Two Ishpeming men now await sentencing after being convicted in their torture and kidnapping trial. The jury came back with a verdict late Tuesday night, and ABC 10 senior reporter Mike Hoey has the details.
Jason Sadowski and Charles Cope could go to prison for life. They’ve both been convicted of two counts of torture and two counts of unlawful imprisonment. Sadowski was also convicted by himself of solicitation of murder and two counts of assault with intent to do great bodily harm less than murder. Marquette County Prosecuting Attorney Matt Wiese says the victims’ families were relieved that the case has ended and that healing can begin.
“There were about 20 people (in the gallery when the verdict was read) that were either with the victims or the victims’ families,” he said. “They were very impressed with the jury, and one of them said that even regardless of the result, it was obvious that the jury put a lot of time and effort into working through the charges.”
Wiese told them that he was confident in their case but that, regardless of the outcome, they would feel overwhelming emotion when the verdict was read.

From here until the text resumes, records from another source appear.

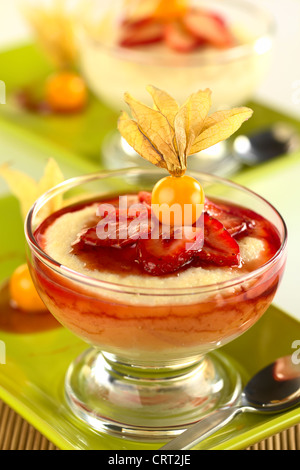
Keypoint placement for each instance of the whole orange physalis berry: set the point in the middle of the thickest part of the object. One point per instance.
(178, 200)
(66, 92)
(23, 292)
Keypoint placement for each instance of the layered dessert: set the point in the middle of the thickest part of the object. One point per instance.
(151, 297)
(178, 45)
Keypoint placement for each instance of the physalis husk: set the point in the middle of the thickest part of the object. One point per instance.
(168, 133)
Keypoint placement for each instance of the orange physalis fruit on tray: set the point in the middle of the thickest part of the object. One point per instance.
(170, 9)
(66, 92)
(23, 293)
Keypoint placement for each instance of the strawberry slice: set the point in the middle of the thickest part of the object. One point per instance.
(177, 37)
(117, 229)
(141, 32)
(209, 28)
(234, 223)
(219, 248)
(161, 256)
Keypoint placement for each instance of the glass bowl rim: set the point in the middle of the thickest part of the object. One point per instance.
(137, 289)
(216, 56)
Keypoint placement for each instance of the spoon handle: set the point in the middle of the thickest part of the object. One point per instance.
(201, 430)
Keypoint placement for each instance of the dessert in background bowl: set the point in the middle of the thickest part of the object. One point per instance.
(155, 308)
(126, 45)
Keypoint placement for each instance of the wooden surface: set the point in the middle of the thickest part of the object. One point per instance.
(18, 434)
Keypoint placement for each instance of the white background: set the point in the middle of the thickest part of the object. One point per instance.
(280, 89)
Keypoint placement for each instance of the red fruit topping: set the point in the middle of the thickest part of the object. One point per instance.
(235, 224)
(141, 32)
(117, 229)
(219, 248)
(177, 37)
(208, 27)
(163, 256)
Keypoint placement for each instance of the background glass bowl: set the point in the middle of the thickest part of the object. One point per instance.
(152, 369)
(233, 74)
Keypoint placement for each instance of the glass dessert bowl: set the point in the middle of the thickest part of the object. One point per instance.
(152, 368)
(111, 65)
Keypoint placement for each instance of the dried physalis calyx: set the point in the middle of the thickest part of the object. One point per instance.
(167, 134)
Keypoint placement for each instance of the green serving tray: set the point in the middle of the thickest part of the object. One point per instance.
(31, 380)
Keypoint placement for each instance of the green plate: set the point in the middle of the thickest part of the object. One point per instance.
(31, 380)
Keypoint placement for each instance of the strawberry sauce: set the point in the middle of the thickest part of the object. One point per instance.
(144, 325)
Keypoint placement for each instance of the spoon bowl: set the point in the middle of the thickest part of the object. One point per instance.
(273, 389)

“We had a strong case,” he said. “I think the Ishpeming City Police Department, in particular Chief (Dan) Willey, did an excellent job investigating, but you just never know if a jury will interpret the evidence the same way as you do.”
Among other things, Wiese argued that to be guilty of solicitation of murder, you don’t have to offer someone goods or services that can be easily defined by a price tag. Michigan law says any offer of anything of value in exchange for a promise to kill another person is solicitation of murder. Wiese’s argument was that in this case, the thing of value was Victim 1’s life.

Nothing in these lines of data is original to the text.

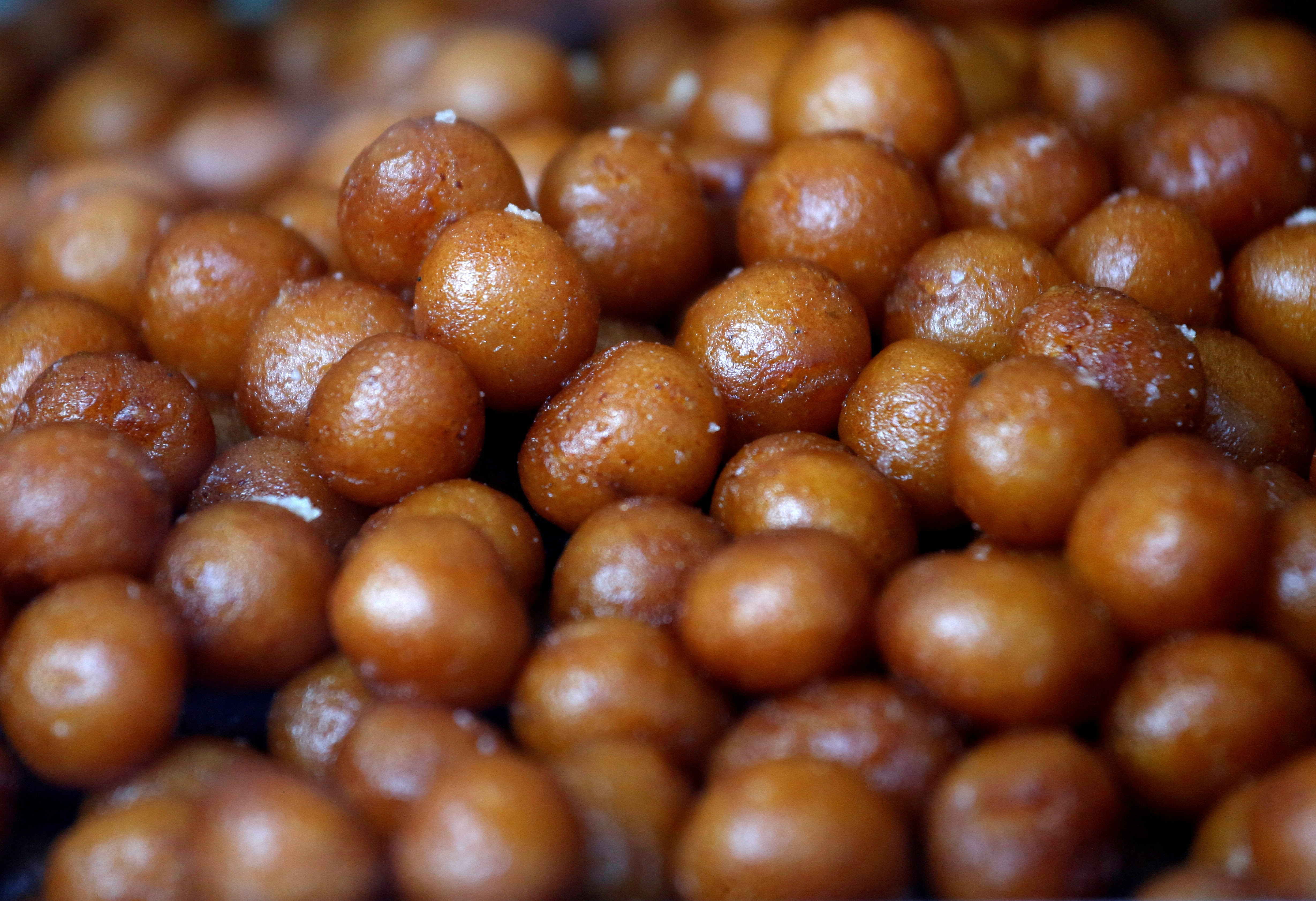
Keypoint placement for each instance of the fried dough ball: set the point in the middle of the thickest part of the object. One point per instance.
(424, 612)
(773, 612)
(1024, 173)
(634, 559)
(156, 409)
(36, 332)
(1157, 252)
(630, 205)
(77, 498)
(312, 715)
(898, 742)
(1270, 294)
(308, 329)
(1242, 705)
(969, 290)
(1009, 639)
(615, 678)
(639, 419)
(514, 301)
(1140, 358)
(1026, 814)
(844, 201)
(874, 72)
(413, 182)
(1231, 160)
(782, 343)
(394, 414)
(91, 680)
(897, 417)
(209, 282)
(819, 833)
(1027, 443)
(1172, 538)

“She was told that she needed to kill the other victim if she wanted to get out of the situation,” Wiese said. “I know the defense argued that that did not fit the statute. We disagreed, and obviously the jury agreed with us on this.”
Sadowski’s attorney, Timothy Quinnell, and Cope’s attorney, Karl Numinen, both declined to speak on camera. Quinnell did tell us he and Sadowski are disappointed in the verdict, but they respect the jury’s decision.
Sadowski and Cope have not had a sentencing date scheduled yet. Judge Jennifer Mazzuchi will decide the lengths of their prison terms.